# Amarillo and/or galaxy pale recipie?



## james82t (17/9/13)

Hey guys, just working out a recipie to debut my new mill on.

I have ale malt, wheat, carapils and crystal 60. 

I'd like to use up my hop reserves of Amarillo and galaxy, but are they ok together?

I was thinking... Paleish aleish

4kg ale
1kg wheat
.3 kg crystal

Boil
25 gm Amarillo

Then Amarillo and galaxy at 10 and 5 and 0 plus dry hop.

Any suggestions would be appreciated.

Many thanks to all members for your knowledge


----------



## timmi9191 (17/9/13)

It's always a matter of personal taste.. It's also a matter of your brewing technique ( eg chill v no chill)..
For me , id go with 40 ibu from a 10 minute addition. Ratio of 2:1 Amarillo:galaxy.

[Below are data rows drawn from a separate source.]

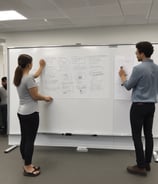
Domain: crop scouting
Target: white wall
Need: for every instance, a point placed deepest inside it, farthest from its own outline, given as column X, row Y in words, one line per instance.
column 100, row 35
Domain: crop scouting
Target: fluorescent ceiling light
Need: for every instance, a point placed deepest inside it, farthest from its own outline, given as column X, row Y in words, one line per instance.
column 11, row 15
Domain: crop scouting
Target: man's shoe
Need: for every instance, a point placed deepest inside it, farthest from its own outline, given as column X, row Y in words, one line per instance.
column 136, row 170
column 147, row 167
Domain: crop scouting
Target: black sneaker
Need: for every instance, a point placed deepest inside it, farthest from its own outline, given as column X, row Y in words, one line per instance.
column 147, row 167
column 136, row 170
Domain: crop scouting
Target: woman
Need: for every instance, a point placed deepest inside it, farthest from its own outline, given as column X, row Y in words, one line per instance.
column 28, row 109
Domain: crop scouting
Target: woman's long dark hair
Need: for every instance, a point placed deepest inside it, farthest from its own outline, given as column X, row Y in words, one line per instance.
column 23, row 61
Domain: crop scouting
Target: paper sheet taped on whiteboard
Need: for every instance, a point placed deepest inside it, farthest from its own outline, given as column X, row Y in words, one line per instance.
column 76, row 76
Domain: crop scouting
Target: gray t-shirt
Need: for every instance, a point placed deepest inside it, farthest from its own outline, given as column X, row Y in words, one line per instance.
column 3, row 96
column 144, row 82
column 27, row 104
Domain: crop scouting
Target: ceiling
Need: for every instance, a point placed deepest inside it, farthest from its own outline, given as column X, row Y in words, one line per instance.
column 60, row 14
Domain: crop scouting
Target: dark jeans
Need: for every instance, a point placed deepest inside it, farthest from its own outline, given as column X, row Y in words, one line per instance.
column 29, row 126
column 141, row 117
column 3, row 118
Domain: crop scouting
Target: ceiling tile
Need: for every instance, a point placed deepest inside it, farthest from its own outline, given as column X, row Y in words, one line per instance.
column 70, row 3
column 137, row 8
column 94, row 11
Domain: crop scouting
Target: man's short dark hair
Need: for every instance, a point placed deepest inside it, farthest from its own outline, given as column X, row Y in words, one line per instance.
column 145, row 47
column 4, row 79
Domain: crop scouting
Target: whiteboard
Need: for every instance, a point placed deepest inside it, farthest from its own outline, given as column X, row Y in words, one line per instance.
column 78, row 78
column 84, row 82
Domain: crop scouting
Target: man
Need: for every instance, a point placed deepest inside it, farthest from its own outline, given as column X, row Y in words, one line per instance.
column 144, row 83
column 3, row 105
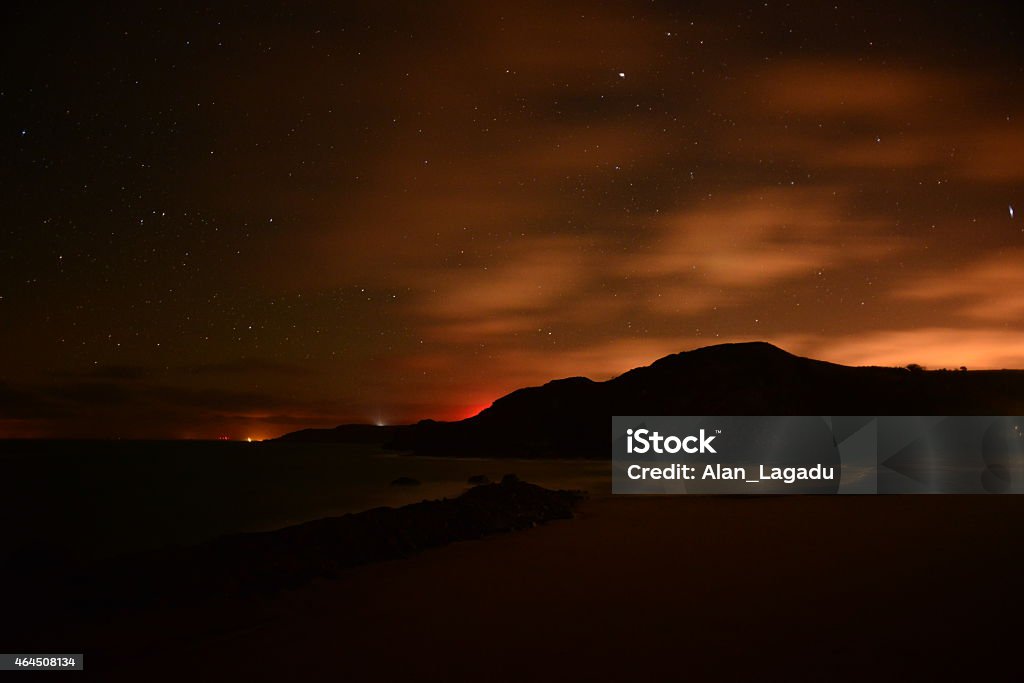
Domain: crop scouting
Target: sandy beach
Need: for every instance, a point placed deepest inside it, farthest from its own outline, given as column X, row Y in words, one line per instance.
column 887, row 588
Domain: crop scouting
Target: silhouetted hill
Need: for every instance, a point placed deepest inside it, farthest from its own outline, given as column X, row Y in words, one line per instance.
column 571, row 417
column 344, row 434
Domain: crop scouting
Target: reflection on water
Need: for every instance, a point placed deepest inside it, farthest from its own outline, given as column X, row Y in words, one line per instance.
column 80, row 501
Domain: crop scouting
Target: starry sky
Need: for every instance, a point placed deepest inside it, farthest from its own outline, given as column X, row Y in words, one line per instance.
column 239, row 219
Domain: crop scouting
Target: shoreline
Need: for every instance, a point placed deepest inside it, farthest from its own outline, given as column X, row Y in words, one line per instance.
column 835, row 587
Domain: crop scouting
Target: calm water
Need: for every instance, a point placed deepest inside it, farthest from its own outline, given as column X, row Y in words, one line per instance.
column 81, row 501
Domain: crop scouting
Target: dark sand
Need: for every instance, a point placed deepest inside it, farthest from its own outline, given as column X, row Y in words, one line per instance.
column 656, row 588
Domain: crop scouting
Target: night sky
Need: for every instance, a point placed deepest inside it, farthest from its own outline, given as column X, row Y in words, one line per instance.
column 242, row 219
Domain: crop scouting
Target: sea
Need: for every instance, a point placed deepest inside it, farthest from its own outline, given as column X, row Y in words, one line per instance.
column 81, row 502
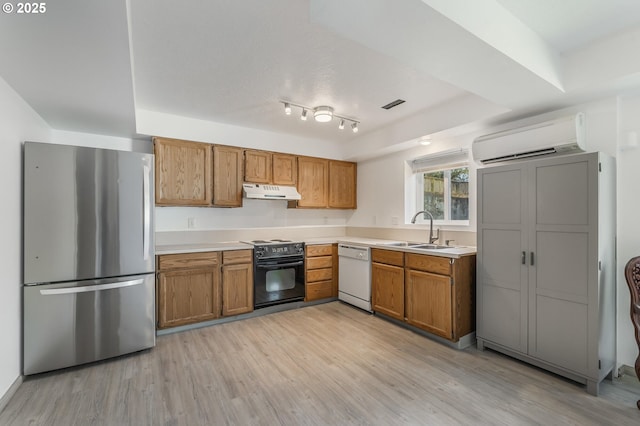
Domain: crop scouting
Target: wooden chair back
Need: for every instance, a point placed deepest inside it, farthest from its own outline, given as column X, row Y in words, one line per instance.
column 632, row 274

Dry hop total 3g/l same ratio


----------



## BeerNess (17/9/13)

I do something similar with Galaxy and Cascade, use galaxy for bittering at 45m then flameout 1g/l galaxy & .5g/l cascade flame out and then dry hop 1.5g/l cascade & 1g/l galaxy, that balance works well for me.


----------



## AJ80 (17/9/13)

I've found galaxy and Amarillo combine quite well together - lots of tropical fruit aroma.


----------